For platform administrators configuring Service Accounts on the Syntasa platform.

Companion pages:

When a Service Account (SA) is attached to a Notebook Workspace or Runtime Template, Syntasa uses its credentials for customer-owned data and AWS services, and for Spark event history written under the Syntasa system bucket. Other Syntasa-managed infrastructure (JAR/config staging, workspace metadata, log uploads, etc.) is handled by the cluster's own IAM role and does not require permissions on the SA.

This document defines the IAM policies you should attach to your SA's IAM User or IAM Role.

Layered access control - read this first

The SA needs IAM permission to call AWS services (S3, Glue, etc.) — without these, AWS rejects the calls before any Syntasa code runs. So the SA must have:

  • S3 access to the customer's data bucket
  • S3 access to syn-spark-history/ on the Syntasa system bucket (Spark drivers write event logs here)
  • Glue Catalog read access for any Spark SQL (SHOW DATABASES, SELECT FROM …) to work
  • Glue Catalog write access if users create or alter tables

On top of that, Syntasa Authorization controls which databases and tables each individual user can actually see and modify. Syntasa Authz is the user-level access control; the IAM policy is the identity-level access control for the SA itself.

Because user-level filtering is handled by Syntasa Authz, the recommended Glue scope is full catalog (*) — broad at the AWS layer, fine-grained at the Syntasa layer.

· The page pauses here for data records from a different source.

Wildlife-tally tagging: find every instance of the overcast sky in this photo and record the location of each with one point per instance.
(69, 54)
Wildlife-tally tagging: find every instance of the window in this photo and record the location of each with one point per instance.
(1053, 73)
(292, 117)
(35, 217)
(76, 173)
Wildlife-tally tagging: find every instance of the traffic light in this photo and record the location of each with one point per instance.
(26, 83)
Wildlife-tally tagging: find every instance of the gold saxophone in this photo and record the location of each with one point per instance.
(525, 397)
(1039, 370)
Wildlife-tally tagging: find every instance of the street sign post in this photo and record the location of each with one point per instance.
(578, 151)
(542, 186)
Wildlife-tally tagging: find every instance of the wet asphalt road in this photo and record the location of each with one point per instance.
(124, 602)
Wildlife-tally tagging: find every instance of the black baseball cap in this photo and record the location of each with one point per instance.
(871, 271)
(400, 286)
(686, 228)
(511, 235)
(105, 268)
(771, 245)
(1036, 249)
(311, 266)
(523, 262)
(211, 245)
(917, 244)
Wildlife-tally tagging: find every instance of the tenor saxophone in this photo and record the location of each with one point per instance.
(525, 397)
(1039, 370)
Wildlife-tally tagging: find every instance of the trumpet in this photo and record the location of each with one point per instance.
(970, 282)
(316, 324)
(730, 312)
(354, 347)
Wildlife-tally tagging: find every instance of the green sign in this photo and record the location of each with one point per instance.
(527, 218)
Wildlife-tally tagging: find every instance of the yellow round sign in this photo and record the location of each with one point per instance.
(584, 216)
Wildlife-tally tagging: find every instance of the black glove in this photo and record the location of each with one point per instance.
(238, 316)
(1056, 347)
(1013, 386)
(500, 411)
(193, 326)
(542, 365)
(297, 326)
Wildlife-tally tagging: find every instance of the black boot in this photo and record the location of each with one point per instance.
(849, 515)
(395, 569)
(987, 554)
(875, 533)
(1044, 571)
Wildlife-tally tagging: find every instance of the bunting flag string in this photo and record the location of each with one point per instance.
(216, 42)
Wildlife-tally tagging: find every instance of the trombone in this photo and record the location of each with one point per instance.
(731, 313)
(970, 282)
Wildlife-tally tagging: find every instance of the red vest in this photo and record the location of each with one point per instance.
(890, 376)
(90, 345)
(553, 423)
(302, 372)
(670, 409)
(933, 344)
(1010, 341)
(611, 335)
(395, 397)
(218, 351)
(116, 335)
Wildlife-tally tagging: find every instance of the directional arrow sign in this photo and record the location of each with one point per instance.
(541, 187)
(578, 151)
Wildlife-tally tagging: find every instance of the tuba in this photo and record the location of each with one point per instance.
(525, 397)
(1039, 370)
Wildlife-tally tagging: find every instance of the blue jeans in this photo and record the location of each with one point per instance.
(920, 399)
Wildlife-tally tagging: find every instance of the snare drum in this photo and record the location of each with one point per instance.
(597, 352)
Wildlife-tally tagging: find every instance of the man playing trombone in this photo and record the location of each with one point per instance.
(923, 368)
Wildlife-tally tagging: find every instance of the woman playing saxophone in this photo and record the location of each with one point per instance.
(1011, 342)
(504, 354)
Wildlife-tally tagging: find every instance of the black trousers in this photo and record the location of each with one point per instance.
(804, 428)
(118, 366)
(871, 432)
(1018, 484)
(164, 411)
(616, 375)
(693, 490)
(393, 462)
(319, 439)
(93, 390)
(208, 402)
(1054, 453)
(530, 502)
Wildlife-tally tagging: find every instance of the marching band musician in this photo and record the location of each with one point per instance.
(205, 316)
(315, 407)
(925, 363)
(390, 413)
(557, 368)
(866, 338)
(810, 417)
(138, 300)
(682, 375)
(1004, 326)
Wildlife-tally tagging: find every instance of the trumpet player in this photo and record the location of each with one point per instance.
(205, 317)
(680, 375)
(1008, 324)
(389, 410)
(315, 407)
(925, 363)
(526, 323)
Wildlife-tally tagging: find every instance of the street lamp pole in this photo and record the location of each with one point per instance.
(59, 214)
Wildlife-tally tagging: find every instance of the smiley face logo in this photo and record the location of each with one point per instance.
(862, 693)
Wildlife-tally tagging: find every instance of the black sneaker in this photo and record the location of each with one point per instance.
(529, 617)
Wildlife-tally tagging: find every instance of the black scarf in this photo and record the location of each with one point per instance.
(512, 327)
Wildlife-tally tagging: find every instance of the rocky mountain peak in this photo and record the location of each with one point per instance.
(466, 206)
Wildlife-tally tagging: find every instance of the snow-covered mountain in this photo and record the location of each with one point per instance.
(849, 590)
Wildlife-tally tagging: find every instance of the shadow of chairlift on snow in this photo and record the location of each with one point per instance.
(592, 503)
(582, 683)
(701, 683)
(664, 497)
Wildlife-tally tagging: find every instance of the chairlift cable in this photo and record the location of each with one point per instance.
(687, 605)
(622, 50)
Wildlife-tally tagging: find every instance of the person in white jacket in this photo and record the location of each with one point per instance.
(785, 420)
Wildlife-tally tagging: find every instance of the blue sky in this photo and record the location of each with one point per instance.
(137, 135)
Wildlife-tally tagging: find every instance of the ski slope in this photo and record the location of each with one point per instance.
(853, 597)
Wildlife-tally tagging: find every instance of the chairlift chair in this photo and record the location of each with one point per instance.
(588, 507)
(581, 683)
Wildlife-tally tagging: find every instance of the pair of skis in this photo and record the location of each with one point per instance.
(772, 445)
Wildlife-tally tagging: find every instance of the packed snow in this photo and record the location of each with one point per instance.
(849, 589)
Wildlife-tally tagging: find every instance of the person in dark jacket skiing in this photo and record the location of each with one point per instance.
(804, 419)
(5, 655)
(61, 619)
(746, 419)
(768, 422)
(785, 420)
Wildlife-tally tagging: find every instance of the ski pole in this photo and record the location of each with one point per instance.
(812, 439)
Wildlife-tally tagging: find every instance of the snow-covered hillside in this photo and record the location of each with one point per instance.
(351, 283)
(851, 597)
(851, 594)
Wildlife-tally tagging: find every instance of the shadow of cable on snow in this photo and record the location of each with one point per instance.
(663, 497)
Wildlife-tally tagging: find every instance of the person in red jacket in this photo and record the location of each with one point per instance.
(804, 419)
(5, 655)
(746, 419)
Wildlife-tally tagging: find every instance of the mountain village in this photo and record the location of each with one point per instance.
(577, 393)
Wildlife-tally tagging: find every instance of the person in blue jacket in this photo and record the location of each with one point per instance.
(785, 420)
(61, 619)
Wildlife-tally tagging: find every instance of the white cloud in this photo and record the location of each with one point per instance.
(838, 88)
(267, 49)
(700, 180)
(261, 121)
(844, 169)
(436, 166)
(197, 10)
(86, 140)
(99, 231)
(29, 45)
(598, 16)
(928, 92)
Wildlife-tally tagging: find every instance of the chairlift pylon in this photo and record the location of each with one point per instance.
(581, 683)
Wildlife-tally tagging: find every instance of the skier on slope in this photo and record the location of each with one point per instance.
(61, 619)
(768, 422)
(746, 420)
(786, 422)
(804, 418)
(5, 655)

If your security policy requires belt-and-suspenders, you can additionally scope the Glue Resource ARNs to specific databases at the AWS layer (see Scenario C).

Quick reference

If your users will…Include this blockRequired?
Read or write S3 data in the customer bucket(1) Customer Data S3Required
Run any Spark job with event logging enabled (default for all notebooks and batch runs)(2) Spark Event History S3Required
Run Spark SQL (SHOW DATABASES, SELECT FROM …) — i.e. every notebook user(3) Glue Catalog — ReadRequired
Create / alter Glue tables and partitions(4) Glue Catalog — WriteRequired if users create / alter tables
Run Athena queries directly from notebooks(5) Athena QueryRequired if users use Athena

Identity policy template

Replace placeholders with your actual values:

  • <CUSTOMER_DATA_BUCKET> — the S3 bucket holding customer data
  • <SYNTASA_SYSTEM_BUCKET> — the Syntasa-owned system bucket (the value of KERNEL_SYN_BUCKET / NOTEBOOK_SERVICE_STORAGE_BUCKET; ask your Syntasa platform team if unsure)
  • <REGION> — AWS region (e.g. us-east-1)
  • <ACCOUNT_ID> — your AWS account ID
  • <WORKGROUP_NAME> — Athena workgroup (only block 5)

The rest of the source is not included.